Anyway, then what we'd do is use Rupert's media empire to force every other news outlet in the world into representing the noble hope of being president as something as exciting as Monday Night Football. We'd turn this 40 year old notion of extended presidential primaries into a behemoth enterprise. Rupert would pocket millions as people constantly tune into to see which team is ahead. Early on we'd use each of the candidates to test market a combination of different loves and hates: hate for gay people and love of capitalism and freedom, hate for taxes but love of war and imperialism, hate of war and taxes and same-sex marriage but love of gay people divorce and capitalism. We'd watch to see how much hate can we actually get away with. You know, tell Santorum to say something incendiary about lesbians and see how it plays. Have Newt make a not-so-subtle racist comment about food stamps. When it looks like we've gone too far we could just manipulate the stories or give the candidate enough money to wait til the smoke clears and keep them in the race. It would be important to keep as many voices in there as long as possible so as to get the best information. That way, when it's actually time to run our guy for president, we'll have the perfect demographic survey. We'll be able to create the ideal candidate never minding what the sucker might actually believe in....bwah ha ha!
and we.
will be.
in.
total.
control...
bwah ha ha! Bwah ha ha ha!
...but, you know, there's really no way I could ever do anything like that. I can't even cheat on Craigslist.
2 comments:
Damn, baby, the connections you make are amazing. I love it! You are so intuitive.

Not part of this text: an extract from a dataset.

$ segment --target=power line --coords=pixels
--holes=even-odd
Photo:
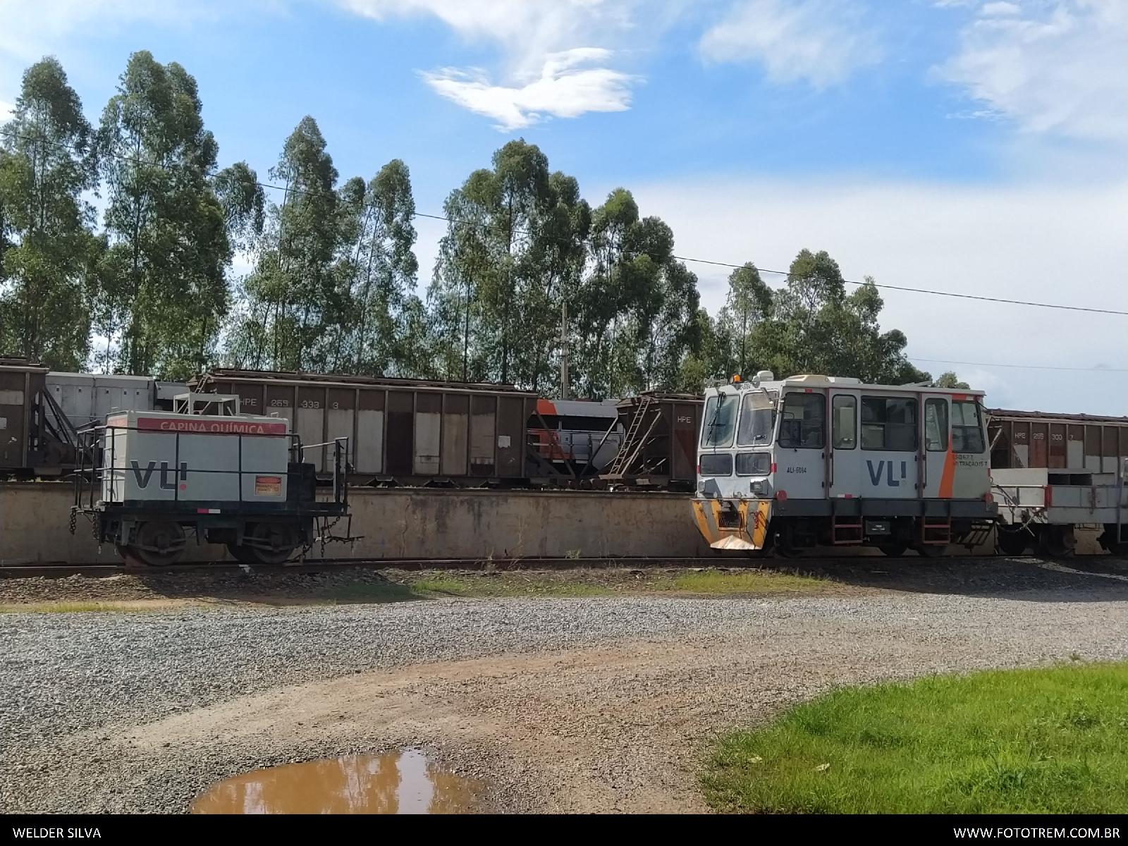
[[[1015,368],[1017,370],[1072,370],[1085,373],[1128,373],[1128,368],[1063,368],[1051,364],[992,364],[986,361],[949,361],[948,359],[918,359],[915,355],[906,356],[909,361],[923,361],[929,364],[961,364],[964,367],[980,368]]]
[[[69,149],[69,150],[72,150],[72,151],[79,152],[79,153],[83,152],[82,150],[78,150],[77,148],[74,148],[72,146],[64,144],[64,143],[62,143],[60,141],[51,141],[50,139],[35,138],[33,135],[26,135],[26,134],[23,134],[23,133],[14,132],[11,130],[0,129],[0,134],[10,135],[12,138],[20,138],[20,139],[23,139],[25,141],[34,141],[34,142],[37,142],[37,143],[54,144],[56,147],[61,147],[63,149]],[[157,162],[144,161],[143,159],[136,159],[136,158],[133,158],[133,157],[130,157],[130,156],[123,156],[121,153],[112,153],[111,152],[111,153],[105,153],[105,155],[108,155],[111,158],[116,158],[118,160],[129,161],[129,162],[135,164],[135,165],[149,165],[151,167],[159,167],[159,168],[162,168],[162,169],[169,169],[169,167],[167,165],[160,165],[160,164],[157,164]],[[326,192],[320,192],[320,191],[309,191],[307,188],[293,188],[293,187],[289,187],[289,186],[285,186],[285,185],[272,185],[271,183],[265,183],[265,182],[256,182],[255,185],[257,185],[261,188],[268,188],[271,191],[281,191],[281,192],[284,192],[284,193],[308,194],[310,196],[336,196],[335,194],[332,194],[332,193],[326,193]],[[369,205],[369,204],[365,203],[365,204],[361,204],[360,208],[361,209],[368,209],[368,208],[373,208],[373,206],[371,206],[371,205]],[[443,215],[443,214],[428,214],[425,212],[413,212],[412,217],[413,218],[426,218],[429,220],[441,220],[441,221],[444,221],[447,223],[455,223],[455,224],[459,224],[459,226],[477,227],[477,228],[482,228],[482,229],[486,229],[486,228],[491,227],[490,223],[485,223],[485,222],[482,222],[482,221],[460,220],[458,218],[449,218],[449,217]],[[494,228],[501,228],[500,224],[493,224],[493,227]],[[535,236],[536,235],[535,232],[530,232],[530,231],[525,230],[525,229],[512,229],[511,231],[518,232],[518,233],[521,233],[521,235],[528,235],[528,236]],[[544,235],[541,235],[540,237],[547,237],[549,240],[558,240],[558,241],[567,243],[567,244],[576,244],[576,245],[581,245],[582,244],[582,245],[593,246],[593,243],[592,243],[592,240],[590,238],[583,239],[581,241],[573,241],[573,240],[571,240],[569,238],[562,238],[562,237],[553,238],[552,236],[544,236]],[[636,253],[635,255],[649,255],[649,254],[646,254],[646,253]],[[671,255],[670,257],[671,258],[676,258],[679,262],[689,262],[689,263],[693,263],[693,264],[706,264],[706,265],[712,265],[712,266],[715,266],[715,267],[729,267],[729,268],[732,268],[732,270],[740,270],[741,267],[746,266],[744,264],[732,264],[730,262],[719,262],[719,261],[715,261],[715,259],[712,259],[712,258],[693,258],[693,257],[689,257],[689,256],[681,256],[681,255]],[[786,276],[788,279],[791,276],[795,275],[795,274],[791,273],[790,271],[776,271],[776,270],[770,270],[768,267],[756,267],[756,271],[758,273],[772,273],[772,274],[775,274],[775,275]],[[937,290],[931,289],[931,288],[911,288],[911,287],[908,287],[908,285],[891,285],[891,284],[888,284],[888,283],[884,283],[884,282],[882,282],[882,283],[878,283],[878,282],[858,282],[858,281],[852,280],[852,279],[844,279],[843,282],[845,282],[846,284],[849,284],[849,285],[858,285],[858,287],[871,284],[874,288],[885,289],[885,290],[890,290],[890,291],[906,291],[906,292],[910,292],[910,293],[926,293],[926,294],[931,294],[933,297],[952,297],[952,298],[961,299],[961,300],[979,300],[981,302],[1001,302],[1001,303],[1008,305],[1008,306],[1030,306],[1030,307],[1033,307],[1033,308],[1050,308],[1050,309],[1059,309],[1059,310],[1063,310],[1063,311],[1086,311],[1086,312],[1090,312],[1090,314],[1121,315],[1121,316],[1128,317],[1128,311],[1121,311],[1121,310],[1118,310],[1118,309],[1109,309],[1109,308],[1092,308],[1092,307],[1087,307],[1087,306],[1066,306],[1066,305],[1059,303],[1059,302],[1037,302],[1037,301],[1033,301],[1033,300],[1016,300],[1016,299],[1010,299],[1010,298],[1005,298],[1005,297],[985,297],[982,294],[958,293],[955,291],[937,291]],[[952,363],[958,363],[958,362],[952,362]],[[1019,365],[1015,365],[1015,367],[1019,367]],[[1069,369],[1069,368],[1067,368],[1067,369]]]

I find myself conflicted with thinking about political candidates. I feel much better about Mitt and Newt than for Santorum, Bachman, or Palin because I pretty sure the first bunch are lying about what they say they believe, while the second bunch may not be. Mitt belongs to the machine, you pretty much know what you'll get. Newt will mostly follow the machine, but he may nuke Lithuania or something. Ron Paul is certainly the least disingenuous of the bunch that's left, but he's kind of nut. I guess I have more respect for the true believers, in a way, but more fear.